C'est une victoire du peuple qui est gravée à jamais dans les annales de l'histoire du Burkina Faso. Les 30 et 31 octobre 2014, des milliers de manifestants s'étaient rassemblés à Ouagadougou et dans plusieurs autres villes pour exiger le départ du Président Blaise Compaoré, au pouvoir depuis 27 ans.
Face à la pression populaire très forte, l'«enfant terrible de Ziniaré» n'eut d'autre choix que de jeter l'éponge et de prendre la route de la Côte d'Ivoire où il vit en exil depuis ce temps. Le projet de modification de l'article 37 de la Constitution portant limitation des mandats présidentiels, qui devait lui permettre de s'éterniser au pouvoir, avait tourné court et précipiter sa chute.
Personne ne pouvait s'imaginer à l'époque que le très craint et redouté Blaise Compaoré, protégé par l'ex-Régiment de sécurité présidentielle (RSP), allait quitter le pouvoir en 48 heures. Mais tel a été le sort de cette figure politique pour la moins énigmatique, qui a connu ses hauts et ses bas à la tête du Burkina Faso.
Ce départ sur la pointe des pieds de Blaise Compaoré a été obtenu au prix d'énormes sacrifices, puisqu'une trentaine de dignes fils du pays sont morts, pour que plus rien ne soit comme avant. Dix ans après cet évènement, les réflexions autour d'un Burkina Faso, débarrassé de certaines tares, comme la corruption, les détournements de deniers publics, le favoritisme et le népotisme, sont toujours d'actualité.

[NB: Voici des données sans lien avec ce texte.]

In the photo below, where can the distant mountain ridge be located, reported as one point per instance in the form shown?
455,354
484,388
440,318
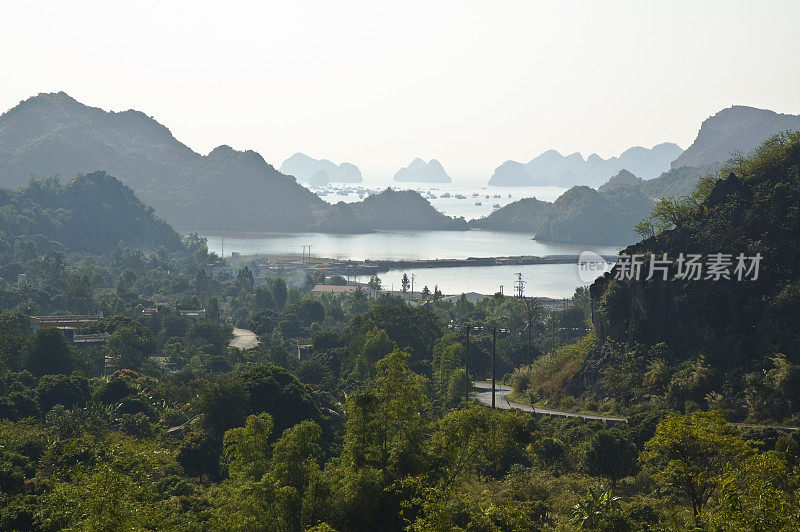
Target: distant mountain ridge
553,169
304,169
403,209
92,213
735,129
582,215
228,189
421,172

La chûte de Blaise Compaoré a certes ouvert la voie à une nouvelle ère au pays des Homme intègres, mais les fruits ont-ils tenu la promesse des fleurs ? De toute évidence, l'insurrection populaire d'octobre 2014, qui a tour à tour débouché sur une Transition conduite par Michel Kafando, un régime démocratique avec Roch Marc Christian Kabore et l'avènement au pouvoir du Mouvement pour la sauvegarde et la restauration (MPSR), a permis de poser de nouveaux jalons en matière de gouvernance.
Les insurgés qui y voyaient un nouveau départ pour la patrie, espéraient de nombreuses réformes en matière de gouvernance politique, sociale et économique. Dans un esprit de continuité de l'Etat, les gouvernants de l'ère post-Compaoré ont répondu à ces aspirations, en posant des actions significatives.
Entre autres, y figurent, la réforme de la Constitution qui interdit la modification de la durée du mandat présidentiel et fixe une limitation stricte à deux mandats de cinq ans, le renforcement des compétences du Conseil constitutionnel et de l'Autorité supérieure du contrôle d'Etat et de Lutte contre la corruption (ASCE-LC), l'opérationnalisation du Pacte national du renouveau de la justice burkinabè. Dans le domaine judiciaire, un dossier emblématique, comme l'assassinat du père de la Révolution burkinabè, Thomas Sankara, a connu son épilogue en avril 2022, plus de 34 ans après.
Le jugement a été soldé par la condamnation à vie de Blaise Compaoré, considéré comme le commanditaire principal de ce meurtre. Cette affaire n'aurait certainement pas été conduite à terme, sans l'avènement de l'insurrection populaire. Favorisées par la chute de Blaise Compaoré, les réformes engagées pour refonder la Nation viennent à point nommé, mais des efforts restent à consentir pour combattre les pratiques aux antipodes de la bonne gouvernance qui persistent. Si l'insurrection populaire d'octobre 2014 a révélé la fragilité des institutions, ce que les reformes sont censées corriger, son principal héritage reste l'éveil citoyen.
Elle a cultivé dans l'esprit des Burkinabè, la vigilance et la promptitude à se mobiliser pour défendre leurs droits et la démocratie. Cet éveil citoyen inspire d'ailleurs le reste du continent africain. Ce qui constitue une fierté à l'échelle nationale. L'insurrection populaire d'octobre 2014 qui a mis fin au règne de Blaise Compaoré enseigne que tout gouvernant doit toujours aller dans le sens des aspirations légitimes, s'il ne veut pas se mettre à dos le peuple. Toutefois, son départ n'a pas été une panacée, malgré les espoirs suscités. De nombreux défis, avec l'insécurité au premier plan, minent le Burkina post-insurrectionnel toujours à la recherche de ses marques. A la tête du pays depuis le 30 septembre 2022, le capitaine Ibrahim Traoré a fait de ces défis, son combat personnel.
Le chef de l'Etat, qui a inscrit son action dans la lutte acharnée contre le terrorisme, l'affirmation de la souveraineté et le développement du pays, travaille à léguer à la postérité, épouse les aspirations de l'insurrection populaire d'octobre 2014.